Sunday, March 25, 2018

Why Me?

I've been thinking quite a lot about my own personal responsibility lately.  What has happened in my life and the causes of it.  Good and bad.  They say hindsight is 20/20, but that saying forgets to tell that you a lot of personal introspection needs to happen in order for the lesson to be learned.

I think I'm finally getting to the point of being able to learn the lessons.

Like I have said in previous posts, I've had some colossal screw ups at times.  Most of them I've learned from, but some I left in the past hoping they would just go away.  They don't, trust me.  And you can't bury your head in the sand far enough to simply wait and hope for the best.  They catch up to eventually, at least that's what I've found out.
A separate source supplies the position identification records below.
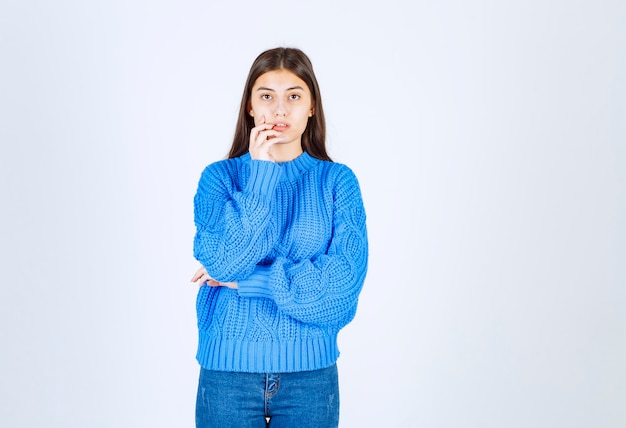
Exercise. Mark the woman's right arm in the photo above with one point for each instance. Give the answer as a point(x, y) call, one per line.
point(234, 227)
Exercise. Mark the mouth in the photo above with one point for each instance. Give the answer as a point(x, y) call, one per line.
point(280, 127)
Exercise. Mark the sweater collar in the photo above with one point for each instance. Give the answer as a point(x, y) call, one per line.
point(293, 169)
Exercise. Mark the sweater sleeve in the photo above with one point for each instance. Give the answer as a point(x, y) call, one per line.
point(322, 291)
point(234, 228)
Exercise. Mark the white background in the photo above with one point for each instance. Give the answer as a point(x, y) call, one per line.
point(489, 140)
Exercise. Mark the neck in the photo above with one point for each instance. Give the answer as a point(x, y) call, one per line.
point(286, 152)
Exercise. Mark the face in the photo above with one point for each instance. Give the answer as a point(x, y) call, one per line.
point(283, 99)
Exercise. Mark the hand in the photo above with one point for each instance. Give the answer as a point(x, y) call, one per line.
point(204, 278)
point(262, 138)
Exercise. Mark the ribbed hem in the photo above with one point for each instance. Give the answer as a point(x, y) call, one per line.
point(266, 357)
point(264, 176)
point(257, 284)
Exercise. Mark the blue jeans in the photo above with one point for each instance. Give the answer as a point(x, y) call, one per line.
point(286, 400)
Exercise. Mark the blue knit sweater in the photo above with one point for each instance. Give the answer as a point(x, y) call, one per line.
point(293, 235)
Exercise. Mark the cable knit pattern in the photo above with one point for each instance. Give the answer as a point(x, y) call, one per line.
point(293, 236)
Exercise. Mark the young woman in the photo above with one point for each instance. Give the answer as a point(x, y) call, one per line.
point(282, 241)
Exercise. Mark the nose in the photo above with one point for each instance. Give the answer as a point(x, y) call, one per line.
point(281, 111)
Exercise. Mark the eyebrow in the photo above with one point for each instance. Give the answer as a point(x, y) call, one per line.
point(263, 88)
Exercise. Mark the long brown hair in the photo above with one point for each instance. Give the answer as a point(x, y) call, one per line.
point(296, 61)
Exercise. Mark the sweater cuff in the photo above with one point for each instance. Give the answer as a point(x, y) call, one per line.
point(264, 176)
point(257, 284)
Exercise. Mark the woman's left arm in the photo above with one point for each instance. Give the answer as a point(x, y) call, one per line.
point(322, 291)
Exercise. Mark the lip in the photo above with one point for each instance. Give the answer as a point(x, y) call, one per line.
point(280, 127)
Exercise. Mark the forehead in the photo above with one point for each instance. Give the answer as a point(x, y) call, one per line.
point(279, 80)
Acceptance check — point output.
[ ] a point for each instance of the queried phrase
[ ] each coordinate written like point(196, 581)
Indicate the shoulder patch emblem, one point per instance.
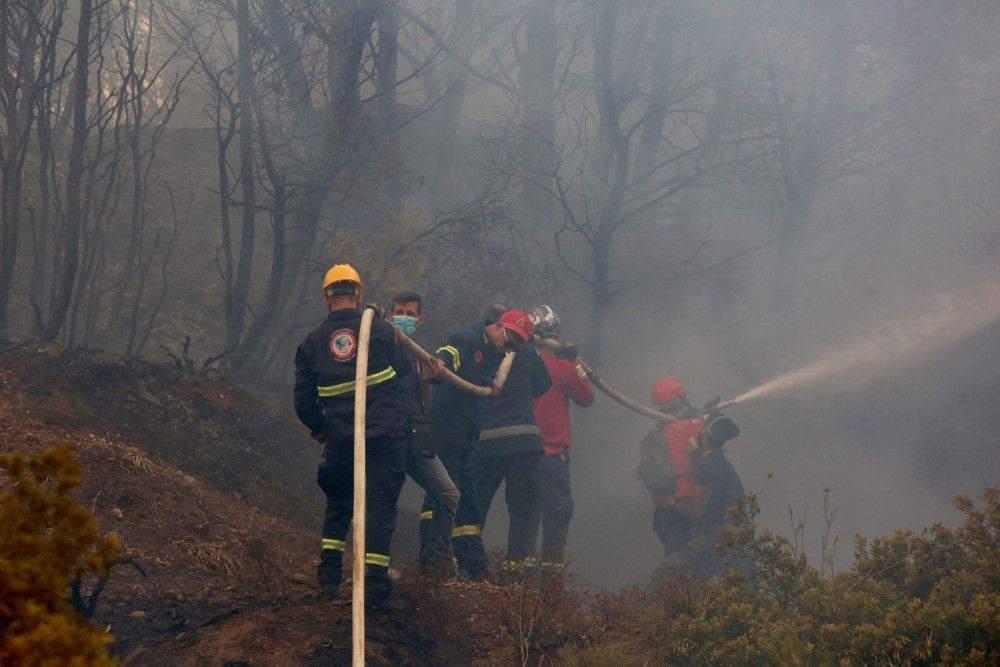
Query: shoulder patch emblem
point(343, 344)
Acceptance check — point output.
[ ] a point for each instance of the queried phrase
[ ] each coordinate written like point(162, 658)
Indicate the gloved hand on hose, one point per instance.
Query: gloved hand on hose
point(567, 351)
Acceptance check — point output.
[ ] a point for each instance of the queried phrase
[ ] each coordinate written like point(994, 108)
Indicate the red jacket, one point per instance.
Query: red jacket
point(678, 437)
point(552, 407)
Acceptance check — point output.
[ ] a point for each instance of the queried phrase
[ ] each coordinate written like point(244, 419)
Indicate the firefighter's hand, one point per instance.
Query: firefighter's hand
point(712, 407)
point(567, 351)
point(663, 501)
point(432, 370)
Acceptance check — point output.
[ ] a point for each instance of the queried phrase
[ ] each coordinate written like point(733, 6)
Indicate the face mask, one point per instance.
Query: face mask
point(405, 323)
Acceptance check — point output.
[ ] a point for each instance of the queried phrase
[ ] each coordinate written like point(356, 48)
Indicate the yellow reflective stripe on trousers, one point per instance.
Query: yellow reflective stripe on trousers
point(456, 356)
point(336, 545)
point(377, 559)
point(465, 531)
point(329, 391)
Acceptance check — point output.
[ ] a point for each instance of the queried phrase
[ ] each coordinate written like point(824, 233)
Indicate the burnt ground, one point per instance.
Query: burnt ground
point(212, 494)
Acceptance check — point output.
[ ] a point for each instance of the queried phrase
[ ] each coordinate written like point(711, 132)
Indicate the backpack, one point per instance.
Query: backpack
point(655, 469)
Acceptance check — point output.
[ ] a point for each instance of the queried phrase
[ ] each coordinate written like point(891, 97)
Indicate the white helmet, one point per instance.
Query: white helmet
point(545, 322)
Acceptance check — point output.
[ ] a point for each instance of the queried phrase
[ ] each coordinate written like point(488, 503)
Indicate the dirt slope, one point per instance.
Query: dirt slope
point(224, 580)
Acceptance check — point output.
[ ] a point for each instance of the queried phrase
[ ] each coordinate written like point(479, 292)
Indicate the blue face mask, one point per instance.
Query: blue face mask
point(406, 323)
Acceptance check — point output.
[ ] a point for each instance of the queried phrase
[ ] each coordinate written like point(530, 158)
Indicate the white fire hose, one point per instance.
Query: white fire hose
point(614, 394)
point(360, 403)
point(460, 383)
point(358, 540)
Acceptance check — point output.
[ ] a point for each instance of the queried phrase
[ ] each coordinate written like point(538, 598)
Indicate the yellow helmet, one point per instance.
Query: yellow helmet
point(339, 273)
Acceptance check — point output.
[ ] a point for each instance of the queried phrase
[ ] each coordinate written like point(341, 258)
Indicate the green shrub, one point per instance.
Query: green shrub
point(46, 540)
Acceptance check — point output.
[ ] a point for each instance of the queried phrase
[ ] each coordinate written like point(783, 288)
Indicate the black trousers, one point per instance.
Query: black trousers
point(466, 540)
point(385, 456)
point(519, 473)
point(554, 509)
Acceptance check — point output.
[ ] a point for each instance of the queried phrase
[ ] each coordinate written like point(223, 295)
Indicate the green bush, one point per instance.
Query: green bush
point(909, 598)
point(46, 540)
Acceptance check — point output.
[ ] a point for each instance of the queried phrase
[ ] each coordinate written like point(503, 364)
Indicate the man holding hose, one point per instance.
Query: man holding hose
point(422, 464)
point(569, 382)
point(455, 422)
point(325, 365)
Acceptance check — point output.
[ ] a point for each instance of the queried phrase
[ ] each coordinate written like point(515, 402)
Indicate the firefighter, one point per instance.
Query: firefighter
point(569, 382)
point(455, 422)
point(720, 489)
point(324, 401)
point(676, 510)
point(510, 445)
point(422, 464)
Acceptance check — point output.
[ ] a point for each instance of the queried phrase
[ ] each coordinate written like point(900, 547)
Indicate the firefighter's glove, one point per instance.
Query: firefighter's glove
point(567, 351)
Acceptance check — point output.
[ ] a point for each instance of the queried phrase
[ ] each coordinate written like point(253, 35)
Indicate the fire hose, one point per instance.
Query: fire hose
point(360, 403)
point(614, 394)
point(358, 560)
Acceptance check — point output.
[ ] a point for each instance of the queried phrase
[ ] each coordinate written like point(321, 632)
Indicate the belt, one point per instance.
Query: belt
point(504, 431)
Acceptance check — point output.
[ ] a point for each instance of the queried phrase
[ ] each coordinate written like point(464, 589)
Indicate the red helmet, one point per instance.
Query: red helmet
point(517, 321)
point(668, 389)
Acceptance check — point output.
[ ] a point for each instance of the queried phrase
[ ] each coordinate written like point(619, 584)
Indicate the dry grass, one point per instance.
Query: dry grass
point(215, 556)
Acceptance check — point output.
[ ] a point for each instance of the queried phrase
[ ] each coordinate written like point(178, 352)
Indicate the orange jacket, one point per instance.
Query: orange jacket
point(679, 437)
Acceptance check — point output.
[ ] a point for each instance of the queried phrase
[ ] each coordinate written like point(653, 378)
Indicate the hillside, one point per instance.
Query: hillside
point(206, 487)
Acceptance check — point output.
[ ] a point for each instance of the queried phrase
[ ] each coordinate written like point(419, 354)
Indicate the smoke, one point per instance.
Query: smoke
point(952, 318)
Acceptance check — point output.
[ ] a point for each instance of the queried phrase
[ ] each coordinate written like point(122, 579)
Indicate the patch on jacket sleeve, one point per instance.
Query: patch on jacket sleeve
point(343, 344)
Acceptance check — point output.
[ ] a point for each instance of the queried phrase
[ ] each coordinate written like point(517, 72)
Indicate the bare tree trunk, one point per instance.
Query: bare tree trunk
point(659, 99)
point(387, 61)
point(66, 276)
point(810, 165)
point(349, 31)
point(18, 88)
point(244, 267)
point(449, 112)
point(537, 92)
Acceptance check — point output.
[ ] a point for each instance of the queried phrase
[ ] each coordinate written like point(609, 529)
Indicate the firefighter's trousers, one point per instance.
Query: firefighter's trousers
point(519, 473)
point(385, 457)
point(554, 509)
point(437, 520)
point(466, 542)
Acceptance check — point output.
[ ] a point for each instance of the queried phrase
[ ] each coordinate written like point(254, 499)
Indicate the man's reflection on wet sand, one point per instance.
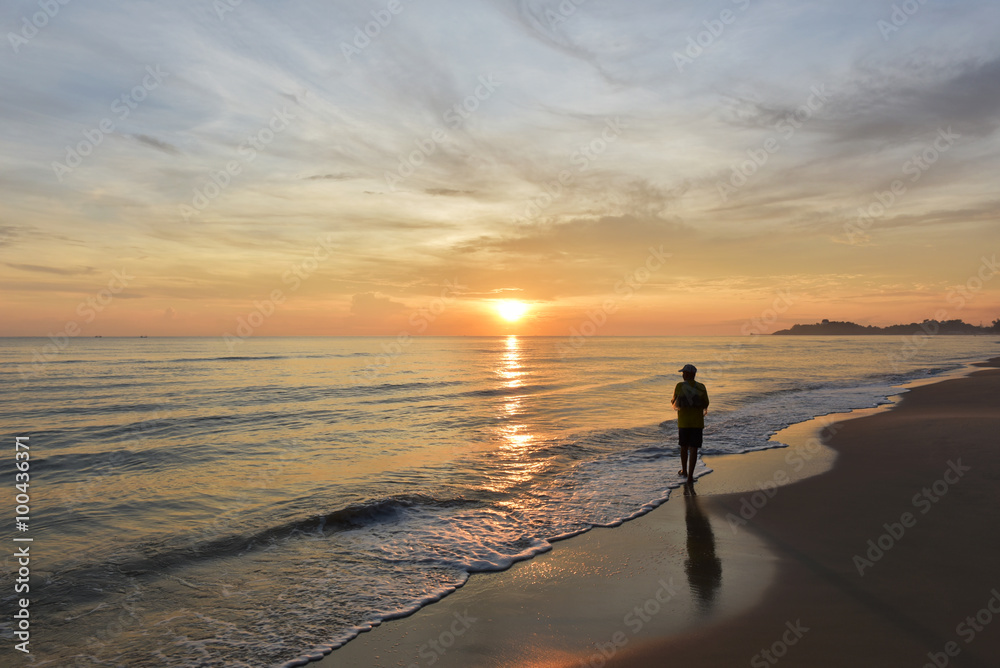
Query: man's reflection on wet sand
point(703, 568)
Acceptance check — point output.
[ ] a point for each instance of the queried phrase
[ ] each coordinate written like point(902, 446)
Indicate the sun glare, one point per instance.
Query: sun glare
point(511, 310)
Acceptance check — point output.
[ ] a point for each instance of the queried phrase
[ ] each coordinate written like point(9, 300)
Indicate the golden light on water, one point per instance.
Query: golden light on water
point(511, 310)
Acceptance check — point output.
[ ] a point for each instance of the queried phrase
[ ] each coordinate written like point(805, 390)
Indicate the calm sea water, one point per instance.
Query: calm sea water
point(191, 506)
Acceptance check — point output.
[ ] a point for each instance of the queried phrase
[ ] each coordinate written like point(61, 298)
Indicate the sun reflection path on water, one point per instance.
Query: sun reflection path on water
point(513, 459)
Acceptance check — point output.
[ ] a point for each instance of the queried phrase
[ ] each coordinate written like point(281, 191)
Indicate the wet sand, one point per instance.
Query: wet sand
point(767, 562)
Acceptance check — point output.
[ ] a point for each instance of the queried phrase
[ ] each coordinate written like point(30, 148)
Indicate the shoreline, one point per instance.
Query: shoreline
point(559, 608)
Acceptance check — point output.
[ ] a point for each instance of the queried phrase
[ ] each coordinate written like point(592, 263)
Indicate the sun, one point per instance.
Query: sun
point(511, 310)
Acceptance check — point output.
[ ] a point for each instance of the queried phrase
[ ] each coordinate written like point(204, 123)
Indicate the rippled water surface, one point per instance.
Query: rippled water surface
point(195, 506)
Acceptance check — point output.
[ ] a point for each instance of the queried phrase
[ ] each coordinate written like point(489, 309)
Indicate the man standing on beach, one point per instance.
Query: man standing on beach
point(690, 400)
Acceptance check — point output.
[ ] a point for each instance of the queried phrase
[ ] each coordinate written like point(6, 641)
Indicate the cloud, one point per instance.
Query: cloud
point(156, 143)
point(60, 271)
point(374, 305)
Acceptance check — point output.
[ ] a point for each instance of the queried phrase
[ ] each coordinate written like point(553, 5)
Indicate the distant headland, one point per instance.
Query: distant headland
point(932, 327)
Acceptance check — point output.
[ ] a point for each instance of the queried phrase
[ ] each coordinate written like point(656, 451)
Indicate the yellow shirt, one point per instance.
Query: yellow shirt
point(691, 417)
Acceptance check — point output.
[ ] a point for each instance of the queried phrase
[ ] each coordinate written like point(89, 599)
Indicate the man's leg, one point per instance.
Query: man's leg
point(693, 453)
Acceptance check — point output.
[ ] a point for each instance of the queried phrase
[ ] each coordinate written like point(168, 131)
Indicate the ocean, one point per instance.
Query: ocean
point(194, 506)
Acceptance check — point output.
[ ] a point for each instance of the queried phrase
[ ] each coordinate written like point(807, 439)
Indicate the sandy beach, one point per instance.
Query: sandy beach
point(879, 549)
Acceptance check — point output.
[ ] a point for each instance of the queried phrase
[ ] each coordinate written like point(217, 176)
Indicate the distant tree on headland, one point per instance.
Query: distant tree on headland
point(932, 327)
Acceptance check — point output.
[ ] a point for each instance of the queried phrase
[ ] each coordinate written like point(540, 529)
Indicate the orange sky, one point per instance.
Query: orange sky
point(802, 165)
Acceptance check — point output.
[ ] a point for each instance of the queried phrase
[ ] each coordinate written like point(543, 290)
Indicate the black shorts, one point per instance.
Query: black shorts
point(690, 436)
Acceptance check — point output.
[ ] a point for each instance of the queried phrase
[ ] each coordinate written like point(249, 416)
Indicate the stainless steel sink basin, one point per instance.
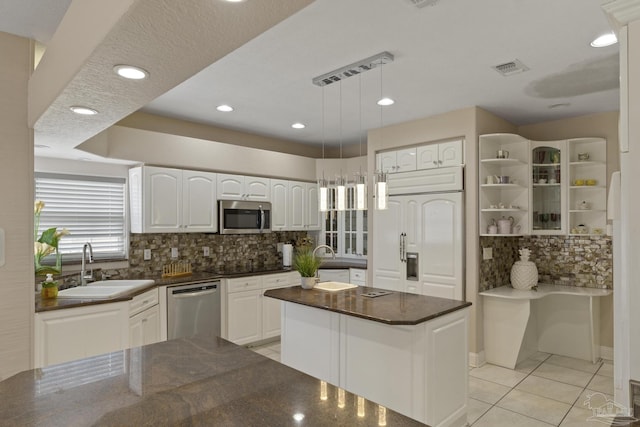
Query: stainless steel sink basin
point(104, 289)
point(95, 292)
point(334, 286)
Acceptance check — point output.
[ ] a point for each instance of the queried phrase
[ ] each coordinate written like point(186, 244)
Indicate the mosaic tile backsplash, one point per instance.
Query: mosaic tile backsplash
point(584, 261)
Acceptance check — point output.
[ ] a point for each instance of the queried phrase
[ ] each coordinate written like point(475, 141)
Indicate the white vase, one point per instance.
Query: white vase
point(307, 282)
point(524, 275)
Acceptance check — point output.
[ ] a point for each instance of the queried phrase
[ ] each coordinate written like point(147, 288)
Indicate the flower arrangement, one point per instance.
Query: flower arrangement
point(46, 244)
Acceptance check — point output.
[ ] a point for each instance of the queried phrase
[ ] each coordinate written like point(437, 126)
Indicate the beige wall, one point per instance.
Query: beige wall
point(603, 125)
point(464, 123)
point(16, 190)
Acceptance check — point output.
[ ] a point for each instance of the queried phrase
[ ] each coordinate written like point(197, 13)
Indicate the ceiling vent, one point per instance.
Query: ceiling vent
point(423, 3)
point(510, 68)
point(353, 69)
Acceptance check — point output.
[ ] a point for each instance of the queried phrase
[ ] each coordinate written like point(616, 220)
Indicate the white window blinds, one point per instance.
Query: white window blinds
point(91, 208)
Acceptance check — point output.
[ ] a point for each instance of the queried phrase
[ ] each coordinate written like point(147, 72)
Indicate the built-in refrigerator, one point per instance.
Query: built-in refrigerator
point(418, 242)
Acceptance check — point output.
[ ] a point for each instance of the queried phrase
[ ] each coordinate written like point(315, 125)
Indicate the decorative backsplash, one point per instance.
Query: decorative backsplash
point(584, 261)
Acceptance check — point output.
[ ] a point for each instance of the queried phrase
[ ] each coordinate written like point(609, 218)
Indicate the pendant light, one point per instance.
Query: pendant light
point(360, 188)
point(341, 184)
point(381, 191)
point(323, 187)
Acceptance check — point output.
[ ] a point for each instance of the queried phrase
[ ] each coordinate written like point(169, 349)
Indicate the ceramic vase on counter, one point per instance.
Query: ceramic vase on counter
point(524, 273)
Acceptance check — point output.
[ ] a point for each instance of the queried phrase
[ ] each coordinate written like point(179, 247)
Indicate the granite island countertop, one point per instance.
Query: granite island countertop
point(194, 382)
point(395, 308)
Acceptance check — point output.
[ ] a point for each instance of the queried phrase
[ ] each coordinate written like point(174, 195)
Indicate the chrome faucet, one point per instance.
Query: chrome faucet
point(84, 277)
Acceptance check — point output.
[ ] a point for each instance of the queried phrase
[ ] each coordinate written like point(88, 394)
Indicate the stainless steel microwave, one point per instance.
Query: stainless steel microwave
point(244, 217)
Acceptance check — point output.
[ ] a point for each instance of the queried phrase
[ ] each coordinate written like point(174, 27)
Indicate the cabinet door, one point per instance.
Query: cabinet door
point(388, 267)
point(162, 200)
point(406, 160)
point(313, 210)
point(230, 187)
point(450, 153)
point(427, 156)
point(144, 327)
point(297, 192)
point(440, 243)
point(76, 333)
point(199, 202)
point(257, 188)
point(387, 162)
point(279, 204)
point(244, 310)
Now, some of these problems were not solely of my making.  Other people played a critical role in the failures.  But that doesn't matter.  You see, what I perceive as fairness has absolutely nothing to do with the solution to the problems I face.

I have looked at it and blamed others for their part in whatever has transpired.  I have talked about fairness and sharing responsibility until I was blue in the face.  But at the end of the day it is my responsibility to resolve the problems in my own life.  Doing anything else is just making an excuse for sympathy.

I think it's human nature to look for someone or something to blame for our failures.  I have done plenty of that.  Most of us really want to believe it is the fault of another, and that we are simply innocent victims.  On occasion, this is the case, but for most of us we are active participants in the screw up of our lives.

This is the lesson I am finally learning.  I have to keep my own house clean.  Blaming, or co blaming, someone else is nothing more than trying to avoid taking responsibility for my own actions.  The vast majority of these episodes in my life were, at least in part, due to decisions that I made.  Owning up to my own actions isn't easy, coming to the conclusion that I may have to make things right by my self is even harder.

In hind sight it seems like I became a spectator in the happenings of my own life.  I buried my head in the sand and hoped some unseen force would make it all go away.  When what I should have been doing was facing my problems head on and being proactive in those solutions.  I should have made the choice to make sure things were handled in my best interest.  If I would have done this, I would be in at least a different mental state than I have been for the last 5 years.  I think I would have felt more in control of my own life, and I would have moved forward toward a resolution far more quickly. 

This lesson has been hard for me, but I'm ready to move forward with the knowledge it gave me.